Debugging programs are available which read back this information on the
display or design layout to show the logic levels on internal wires.
(5) Access to gate outputs for I/O is similar to the previous access to
gate outputs for debugging. But in this particular case only a small
fraction of the logic nodes, namely those which correspond to input and
output registers, will be accessed repeatedly. The ability to rapidly
assemble a word representing input to or the result of a computation from
several bits at different locations in the control store is critical to
the effectiveness of this technique.
It is desirable to reduce the number of accesses required and hence the
time to wholly or partially reconfigure the device. Several systems other
than CAL I have been proposed which allow direct access to internal
signals in an FPGA or an FPGA-like device, for example, as disclosed in
Cellular Logic-in-Memory Arrays, William H. Kautz, IEEE Transactions on
Computers Vol C18 No. 8, August 1969; A Logic in Memory Computer, Harold
S. Stone, IEEE Transactions on Computers, Vol C19 No. 1, January 1970 and
Xilinx U.S. Pat. No. 4,758,985 Microprocessor Oriented Configurable Logic
Element, although all these proposals suffered from major drawbacks and
were not made available commercially.
It is also desirable to improve the means of accessing state information in
designs implemented on FPGAs so that an external processor can perform
word-wide read or write operations on the registers of the user's design
with a single access to the control store. Thus the control store
interface allows high bandwidth communication between the processor and
the FPGA. It is also desirable to provide mechanisms for synchronising
computations between the FPGA and the processor and to provide a mechanism
for extending design configuration files to support dynamic
reconfiguration while allowing use of conventional tools for static
designs to create FPGA configurations.
The architecture of the CAL 1024 was based on 1.5 micrometer technology
available in 1989. One problem with the CAL I architecture in which cells
are connected only to their nearest neighbours was that cells in the
middle of the array became less useful with increasing array size as the
distance and hence delay to the edge of the chip increased. This problem
became more serious as improvements in processing technology meant that
the number of cells implementable per chip increased from 1024 to about
16,384. This resulted in a scalability problem because of increased
delays, and reduced the performance below the desired criteria. Thus,
although scalability of chips using the CAL I architecture can be
achieved, it is at the expense of performance. The limited number of cells
available on a single chip with 1.5 .mu.m technology meant that it was
desirable to ensure scalability over chip boundaries so that large designs
typical of many computational applications could be realised using
multiple chips. The limitations of the then processing technology also
made it essential to optimise the architecture for silicon area and
sometimes this optimisation was at the expense of speed. The original
Algotronix CAL 1024 chips were designed to bring out peripheral array
signals to pads on the edges of the cellular array so that they could be
cascaded into larger cellular arrays on a printed circuit board. Packaging
technology has not evolved as rapidly as chip technology and limitations
on the number of package I/O pins make it uneconomic to produce fully
cascadable versions of the higher cell density chips.

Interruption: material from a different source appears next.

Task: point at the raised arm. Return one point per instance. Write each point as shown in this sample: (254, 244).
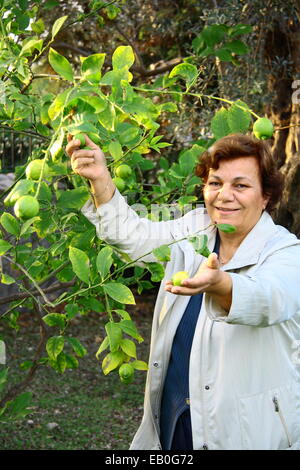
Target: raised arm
(91, 164)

The CAL I architecture suffered from a number of other disadvantages. For
example, in order to access a cell in the existing CAL I FPGA, five to six
processor instructions are needed to calculate the address of the cell;
this again takes time and slows operation. With the existing CAL I cell
array the routing architecture used meant that with increased number of
cells per chip, routing via intermediate cells added considerably to the
delays involved. In addition, in the CAL 1024 device, global signals are
coupled to all the cells in the array so that the cells can be signalled
simultaneously. It logically follows that at high clock frequencies,
global signals could consume high power.
SUMMARY OF THE INVENTION
An object of the present invention is to provide an improved field
programmable gate array which obviates or mitigates at least one of the
aforementioned disadvantages.
A further object of the present invention is to reduce the number of
control store accesses required and the time to wholly or partially
reconfigure the device from one configuration to another.
A further object of the invention is to enable an external processor to
perform word-wide read or write operations on registers of a user's design
with a single access to the control store.
A yet further object of the present invention is to provide a mechanism for
extending design configuration files to support dynamic reconfiguration
while allowing the use of conventional tools for static designs to create
FPGA configurations.
A further object of the invention is to provide mechanisms for the
synchronisation of computations between the FPGA and an external
processor.
A yet further object of the invention is to provide a novel routing
architecture which can be scaled up to operate on arrays having different
numbers of cells to reduce delays involved in routing between cells in
large cell arrays.
Array of Cells with Hierarchical Routing Structure
In accordance with the present invention, a 2-dimensional field
programmable gate array (FPGA) of cells arranged in rows and columns is
provided. Each cell in the array has at least one input and one output
connection at least one bit wide to each of its neighbouring cells. Each
cell also has a programmable routing unit and a programmable function unit
to permit intercellular connections to be made. The programmable function
unit can select one of a plurality of functions of several input signals
for generating a function unit output signal. The routing unit of a cell
directs inputs of the cell to function unit inputs, and also directs
inputs of the cell and the function unit output to neighbouring cells.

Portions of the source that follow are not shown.